A Tale Of Two Statisticians

February 16, 2013 10:13 am

First, from A Genetic Code For Genius?:

“At a former paper-printing factory in Hong Kong, a 20-year-old wunderkind named Zhao Bowen has embarked on a challenging and potentially controversial quest: uncovering the genetics of intelligence.
Mr. Zhao is a high-school dropout who has been described as China’s Bill Gates. He oversees the cognitive genomics lab at BGI, a private company that is partly funded by the Chinese government.

At the Hong Kong facility, more than 100 powerful gene-sequencing machines are deciphering about 2,200 DNA samples, reading off their 3.2 billion chemical base pairs one letter at a time. These are no ordinary DNA samples. Most come from some of America’s brightest people—extreme outliers in the intelligence sweepstakes.”

Next – from an interview with Nick Chamandy, statistician at Google:

“SS: Is your work related to the work you did as a Ph.D. student?

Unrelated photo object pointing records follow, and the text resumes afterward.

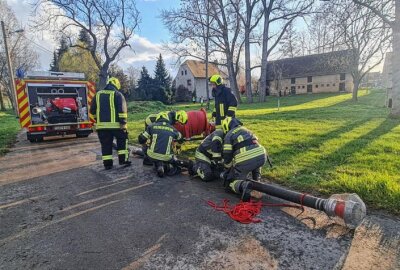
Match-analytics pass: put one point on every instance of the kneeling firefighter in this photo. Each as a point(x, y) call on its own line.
point(242, 154)
point(208, 157)
point(172, 117)
point(110, 111)
point(162, 135)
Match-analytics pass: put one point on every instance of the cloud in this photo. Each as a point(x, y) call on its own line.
point(143, 51)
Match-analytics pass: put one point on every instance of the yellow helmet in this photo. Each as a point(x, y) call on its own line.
point(162, 115)
point(181, 117)
point(114, 81)
point(217, 79)
point(229, 123)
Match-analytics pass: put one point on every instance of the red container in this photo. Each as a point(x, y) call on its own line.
point(62, 103)
point(197, 124)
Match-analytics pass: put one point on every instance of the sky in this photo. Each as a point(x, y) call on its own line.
point(146, 44)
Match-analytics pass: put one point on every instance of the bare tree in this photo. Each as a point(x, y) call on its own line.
point(290, 45)
point(109, 23)
point(21, 53)
point(190, 29)
point(250, 21)
point(366, 35)
point(282, 12)
point(385, 11)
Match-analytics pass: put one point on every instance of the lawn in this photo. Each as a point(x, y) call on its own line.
point(9, 127)
point(322, 144)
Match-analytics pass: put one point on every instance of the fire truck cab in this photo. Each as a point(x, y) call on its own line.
point(55, 103)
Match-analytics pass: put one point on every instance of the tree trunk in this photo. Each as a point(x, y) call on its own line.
point(396, 63)
point(2, 106)
point(356, 84)
point(249, 91)
point(264, 58)
point(232, 78)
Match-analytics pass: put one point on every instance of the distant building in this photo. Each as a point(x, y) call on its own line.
point(192, 75)
point(318, 73)
point(387, 81)
point(372, 79)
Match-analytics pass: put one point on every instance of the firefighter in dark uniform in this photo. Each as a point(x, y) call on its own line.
point(162, 135)
point(110, 111)
point(242, 154)
point(208, 157)
point(225, 101)
point(173, 117)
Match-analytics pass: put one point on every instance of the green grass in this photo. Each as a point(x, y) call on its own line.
point(324, 144)
point(9, 128)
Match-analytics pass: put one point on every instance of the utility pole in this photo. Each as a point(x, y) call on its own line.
point(10, 70)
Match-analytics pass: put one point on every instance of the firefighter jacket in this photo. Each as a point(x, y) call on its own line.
point(241, 145)
point(225, 103)
point(152, 118)
point(211, 147)
point(162, 136)
point(109, 108)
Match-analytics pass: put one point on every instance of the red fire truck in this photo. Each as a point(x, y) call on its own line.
point(55, 103)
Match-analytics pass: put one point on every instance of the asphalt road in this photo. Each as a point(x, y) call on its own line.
point(60, 210)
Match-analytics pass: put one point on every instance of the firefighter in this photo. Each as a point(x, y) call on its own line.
point(173, 117)
point(209, 156)
point(225, 101)
point(162, 135)
point(242, 154)
point(110, 111)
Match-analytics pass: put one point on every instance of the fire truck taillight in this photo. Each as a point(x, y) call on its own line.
point(35, 129)
point(85, 126)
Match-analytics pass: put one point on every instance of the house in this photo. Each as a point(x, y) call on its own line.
point(318, 73)
point(192, 75)
point(372, 79)
point(387, 81)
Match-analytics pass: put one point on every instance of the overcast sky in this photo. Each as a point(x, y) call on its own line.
point(146, 42)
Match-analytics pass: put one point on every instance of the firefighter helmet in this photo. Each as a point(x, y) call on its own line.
point(162, 115)
point(181, 117)
point(217, 79)
point(114, 81)
point(229, 123)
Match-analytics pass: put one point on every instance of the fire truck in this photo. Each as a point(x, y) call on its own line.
point(55, 103)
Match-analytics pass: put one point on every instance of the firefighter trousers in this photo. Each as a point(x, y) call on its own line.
point(106, 137)
point(241, 171)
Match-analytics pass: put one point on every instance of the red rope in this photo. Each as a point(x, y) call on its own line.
point(245, 212)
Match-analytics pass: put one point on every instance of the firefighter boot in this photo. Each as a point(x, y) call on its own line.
point(256, 175)
point(147, 161)
point(160, 169)
point(173, 170)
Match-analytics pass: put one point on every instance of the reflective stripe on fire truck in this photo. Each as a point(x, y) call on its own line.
point(23, 104)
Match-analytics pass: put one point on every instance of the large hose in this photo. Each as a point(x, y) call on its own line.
point(348, 207)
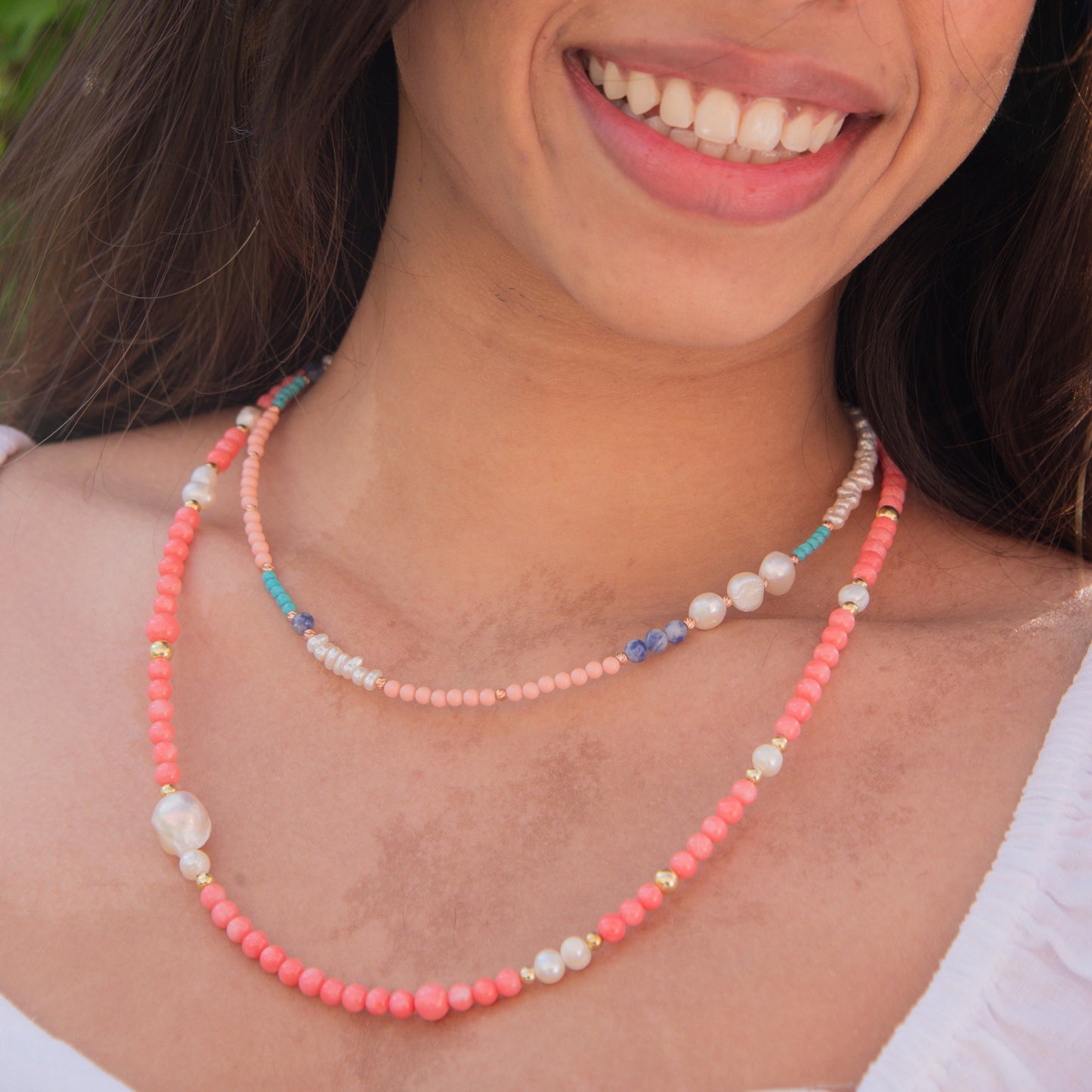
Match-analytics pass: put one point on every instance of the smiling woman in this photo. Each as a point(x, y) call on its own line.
point(701, 403)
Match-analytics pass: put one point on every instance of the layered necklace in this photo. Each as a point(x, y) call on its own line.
point(181, 820)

NC: Although I apply many of the skills I learned in grad school on a daily basis, my PhD research was on Gaussian random fields, with particular application to brain imaging data. The bulk of my work at Google is in other areas, since I work for the Ads Quality Team, whose goal is to quantify and improve the experience that users have interacting with text ads on the google.com search results page. Once in a while though, I come across data sets with a spatial or spatio-temporal component and I get the opportunity to leverage my experience in that area. Some examples are eye-tracking studies run by the user research lab (measuring user engagement on different parts of the search page), and click pattern data.”